SQL Server – performance and other stories: November 2013

Tuesday, November 19, 2013

DATEDIFF function– A common performance problem

DATEDIFF is one of the most widely used built-in functions to calculate the difference between two date points. Microsoft says “DATEDIFF can be used in the select list, WHERE, HAVING, GROUP BY and ORDER BY clauses”. Programmatically and logically this statement is absolutely correct, however there is a catch when it is used on the WHERE clause. We often introduce “non-sargable” predicate with the DATEDIFF function which leads to poor performance. I don’t think that there are good guidelines for many new developers.

Usage patterns:

As a rule of thumb, we know that using function on the left side of the WHERE clause causes Table or Index scan. So when the DATEDIFF function or any other functions are used on a key column, we will obviously see performance issues. Some common patterns of DATEDIFF functions are as follows:

WHERE DATEDIFF(day, dJoinDate, @CurrentDate) >=30

WHERE DATEDIFF(d, dDateofBirth, @dDate) =0

WHERE a.LastName LIKE 'Jon*' AND DATEDIFF(d, a.dSalesDate, @dDate) =0

WHERE DATEDIFF(mm, dDate, GetDate()) >= 15

WHERE YEAR(a.dDate) =2012

Issues observed:

Following are some definite issues which can be observed:

1. Increased query response times.

2. Table/Index scan in execution plans.

3. Short or long durations of SQL blockings.

4. Increasing of locking overhead.

5. Unnecessary I/O activities and memory pressure.

6. Parallel query plan and “sort operation”.

Sample Scripts to understanding the performance issues:

Let’s create a database and table; and then populate the table with data to explore some of the performance issues which may arise from a non-sargable predicates.

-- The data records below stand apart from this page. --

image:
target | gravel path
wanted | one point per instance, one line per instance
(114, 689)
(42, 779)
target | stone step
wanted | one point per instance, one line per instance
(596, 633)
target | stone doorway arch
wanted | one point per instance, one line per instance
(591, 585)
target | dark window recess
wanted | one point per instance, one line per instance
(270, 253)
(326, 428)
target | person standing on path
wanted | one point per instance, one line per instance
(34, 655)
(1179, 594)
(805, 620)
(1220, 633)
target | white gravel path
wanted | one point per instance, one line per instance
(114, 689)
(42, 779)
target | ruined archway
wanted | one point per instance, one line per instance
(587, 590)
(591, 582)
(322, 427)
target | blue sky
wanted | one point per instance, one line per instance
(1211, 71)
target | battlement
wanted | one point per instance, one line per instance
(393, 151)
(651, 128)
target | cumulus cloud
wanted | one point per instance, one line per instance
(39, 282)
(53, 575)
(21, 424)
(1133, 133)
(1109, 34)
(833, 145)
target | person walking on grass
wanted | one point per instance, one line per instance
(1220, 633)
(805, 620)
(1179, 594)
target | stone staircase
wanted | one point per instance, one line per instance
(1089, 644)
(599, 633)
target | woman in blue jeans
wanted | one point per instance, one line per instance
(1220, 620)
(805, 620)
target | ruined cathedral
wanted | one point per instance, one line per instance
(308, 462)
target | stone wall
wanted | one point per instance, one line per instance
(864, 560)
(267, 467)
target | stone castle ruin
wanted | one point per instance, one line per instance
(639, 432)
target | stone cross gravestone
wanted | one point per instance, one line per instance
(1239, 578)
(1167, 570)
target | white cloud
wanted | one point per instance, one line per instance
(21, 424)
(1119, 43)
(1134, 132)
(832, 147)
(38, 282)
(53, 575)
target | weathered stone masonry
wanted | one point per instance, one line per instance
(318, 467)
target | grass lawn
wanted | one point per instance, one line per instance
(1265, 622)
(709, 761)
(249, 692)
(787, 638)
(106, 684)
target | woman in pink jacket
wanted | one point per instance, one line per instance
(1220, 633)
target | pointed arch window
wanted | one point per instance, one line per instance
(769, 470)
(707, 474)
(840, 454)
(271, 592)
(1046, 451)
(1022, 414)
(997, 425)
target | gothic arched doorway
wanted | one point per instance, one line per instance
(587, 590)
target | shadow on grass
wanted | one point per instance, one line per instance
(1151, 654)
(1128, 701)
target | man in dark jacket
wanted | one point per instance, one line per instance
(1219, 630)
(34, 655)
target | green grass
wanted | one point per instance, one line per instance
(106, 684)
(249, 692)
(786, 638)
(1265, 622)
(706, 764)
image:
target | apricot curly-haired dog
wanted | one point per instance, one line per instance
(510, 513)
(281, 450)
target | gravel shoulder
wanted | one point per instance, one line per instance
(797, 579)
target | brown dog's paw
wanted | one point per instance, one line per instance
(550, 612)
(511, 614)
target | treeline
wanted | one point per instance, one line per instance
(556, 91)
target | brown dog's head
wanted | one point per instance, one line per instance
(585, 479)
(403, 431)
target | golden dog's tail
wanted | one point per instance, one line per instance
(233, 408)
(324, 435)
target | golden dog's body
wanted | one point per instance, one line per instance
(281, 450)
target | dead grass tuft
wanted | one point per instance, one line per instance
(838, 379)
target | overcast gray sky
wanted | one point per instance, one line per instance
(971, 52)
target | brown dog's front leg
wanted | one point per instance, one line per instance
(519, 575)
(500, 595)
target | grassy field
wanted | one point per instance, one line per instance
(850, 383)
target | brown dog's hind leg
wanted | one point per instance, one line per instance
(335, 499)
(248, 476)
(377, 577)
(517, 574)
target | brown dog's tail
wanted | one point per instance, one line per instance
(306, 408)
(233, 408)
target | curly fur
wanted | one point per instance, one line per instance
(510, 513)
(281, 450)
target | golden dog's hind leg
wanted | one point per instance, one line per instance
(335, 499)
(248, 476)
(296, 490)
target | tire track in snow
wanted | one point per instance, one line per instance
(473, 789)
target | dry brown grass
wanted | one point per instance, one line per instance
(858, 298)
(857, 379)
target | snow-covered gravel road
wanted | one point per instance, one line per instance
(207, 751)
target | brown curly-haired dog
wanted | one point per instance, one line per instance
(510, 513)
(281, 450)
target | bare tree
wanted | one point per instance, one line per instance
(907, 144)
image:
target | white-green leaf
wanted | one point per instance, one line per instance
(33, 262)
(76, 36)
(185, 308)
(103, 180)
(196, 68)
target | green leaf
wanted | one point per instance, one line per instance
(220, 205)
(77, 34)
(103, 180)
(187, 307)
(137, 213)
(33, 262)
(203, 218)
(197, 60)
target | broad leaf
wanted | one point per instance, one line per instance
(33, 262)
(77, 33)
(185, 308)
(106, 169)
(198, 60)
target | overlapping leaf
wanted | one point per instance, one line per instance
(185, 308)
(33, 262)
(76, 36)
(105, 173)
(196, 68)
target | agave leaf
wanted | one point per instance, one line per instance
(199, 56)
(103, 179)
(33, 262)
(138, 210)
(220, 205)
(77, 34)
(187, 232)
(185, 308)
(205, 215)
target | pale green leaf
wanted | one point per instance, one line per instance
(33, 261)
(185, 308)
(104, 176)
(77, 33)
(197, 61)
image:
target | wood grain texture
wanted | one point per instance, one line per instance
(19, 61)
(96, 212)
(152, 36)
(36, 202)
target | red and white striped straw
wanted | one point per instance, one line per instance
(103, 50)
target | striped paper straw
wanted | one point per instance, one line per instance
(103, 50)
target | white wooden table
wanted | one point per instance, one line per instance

/******************************************************

Create database and some relevant stuff

******************************************************/

set nocount on

create database TestDB

use TestDB

if object_id('tblLarge') is not null

drop table tblLarge

create table tblLarge

(

xID int identity(1, 1) ,

sName1 varchar(100) ,

sName2 varchar(1000) ,

sName3 varchar(400) ,

sIdentifier char(100) ,

dDOB datetime null ,

nWage numeric(20, 2) ,

sLicense varchar(25)

)

/******************************************************

Add some records with non-blank dDOB

******************************************************/

set nocount on

insert into tblLarge

( sName1 ,

sName2 ,

sName3 ,

sIdentifier ,

dDOB ,

nWage ,

sLicense

)

values ( left(cast(newid() as varchar(36)), rand() * 50) , -- sName1

left(cast(newid() as varchar(36)), rand() * 60) , -- sName2

left(cast(newid() as varchar(36)), rand() * 70) , -- sName2

left(cast(newid() as varchar(36)), 2) , -- sIdentifier

dateadd(dd, -rand() * 20000, getdate()) , -- dDOB

( rand() * 1000 ) , -- nWage

substring(cast(newid() as varchar(36)), 6, 7) -- sLicense

)

go 100000

/******************************************************

Create indexes

******************************************************/

alter table dbo.tblLarge add constraint

PK_tblLarge primary key clustered

(

xID

) with( pad_index = off,

fillfactor = 85,

allow_row_locks = on,

allow_page_locks = on)

create nonclustered index [IX_tblLarge_dDOB_sName1] on [dbo].[tblLarge]

( [dDOB] asc,

[sName1] asc

) with (pad_index = off,

allow_row_locks = on,

allow_page_locks = on,

fillfactor = 85)

Example #1: DATEDIFF: non-sargable predicate:

Let’s consider the following commonly used patterns of the DATEDIFF function:

declare @dDate as datetime

set @dDate = '2012-09-19'

-- #0: non-sargable search

select xID ,

sName1 ,

dDOB

from tblLarge

where datediff(d, dDOB, @dDate) = 0

order by dDOB

The above query results with Index Scan and below is the execution plan:

Optimizing the search:

The above query can be optimized a couple different ways and will result in an efficient execution plan:

-- #1: sargable predicate

select xID ,

sName1 ,

dDOB

from tblLarge

where dDOB between '20120919' and '20120920'

order by dDOB

-- #2: sargable predicate

select xID ,

sName1 ,

dDOB

from tblLarge

where dDOB between cast(convert(varchar(12), @dDate, 112) + ' 00:00:00' as datetime)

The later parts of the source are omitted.